Dr Susan Kasedde s’exprimait au terme d’une audience avec le Vice-président de la République de Côte d’Ivoire, Tiémoko Meyliet Koné, au palais présidentiel.
Elle a indiqué que l’ONUSIDA a organisé, en collaboration avec le ministère ivoirien de la Santé, un atelier régional réunissant des représentants de 12 pays, des partenaires techniques et financiers, des organisations de la société civile ainsi que des jeunes, autour de la problématique du VIH chez les enfants.
Selon elle, la région Afrique de l’Ouest et du Centre demeure fortement affectée par le VIH, tandis que la prise en charge pédiatrique reste insuffisante.
« Environ 40 % des enfants vivant avec le VIH dans la région bénéficient d’un traitement, contre 80 % des adultes », a-t-elle déploré, estimant que les connaissances et outils disponibles ne sont pas encore suffisamment traduits en stratégies efficaces pour améliorer la survie et la qualité de vie des enfants concernés.
Dr Susan Kasedde a souligné que les échanges avec les différents acteurs ont permis d’identifier les défis persistants ainsi que les innovations et stratégies susceptibles d’améliorer les résultats en matière de prévention et de traitement.

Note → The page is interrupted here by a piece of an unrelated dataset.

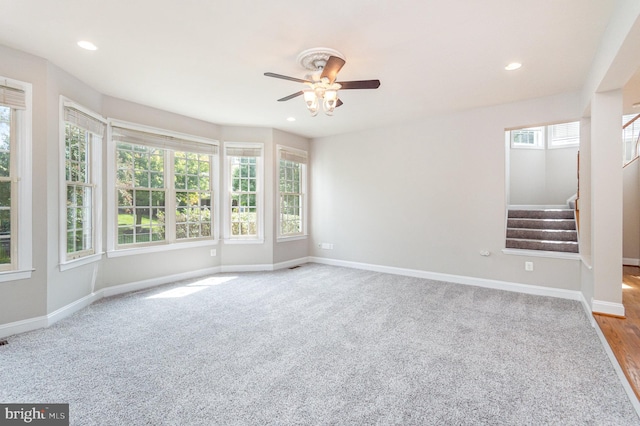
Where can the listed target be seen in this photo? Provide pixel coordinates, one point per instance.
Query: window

Elle a insisté sur la nécessité d’un engagement politique fort des Etats afin de faire de la lutte contre le VIH pédiatrique une priorité, notamment à travers des investissements durables et une attention politique accrue.
La responsable de l’ONUSIDA a également mis l’accent sur l’importance de la qualité des services de santé, du dépistage systématique des femmes enceintes et des jeunes mères, ainsi que de la prévention de la transmission du VIH de la mère à l’enfant.
Elle a en outre plaidé pour une meilleure planification des infrastructures sanitaires et un renforcement de la collaboration avec les acteurs communautaires, estimant que les personnes vivant avec le VIH évoluent principalement au sein de leurs communautés et nécessitent un accompagnement de proximité pour assurer l’observance des traitements.
Dr Susan Kasedde a enfin appelé à la mobilisation de financements adéquats et durables afin de garantir la continuité et la pérennité des programmes de lutte contre le VIH dans la région.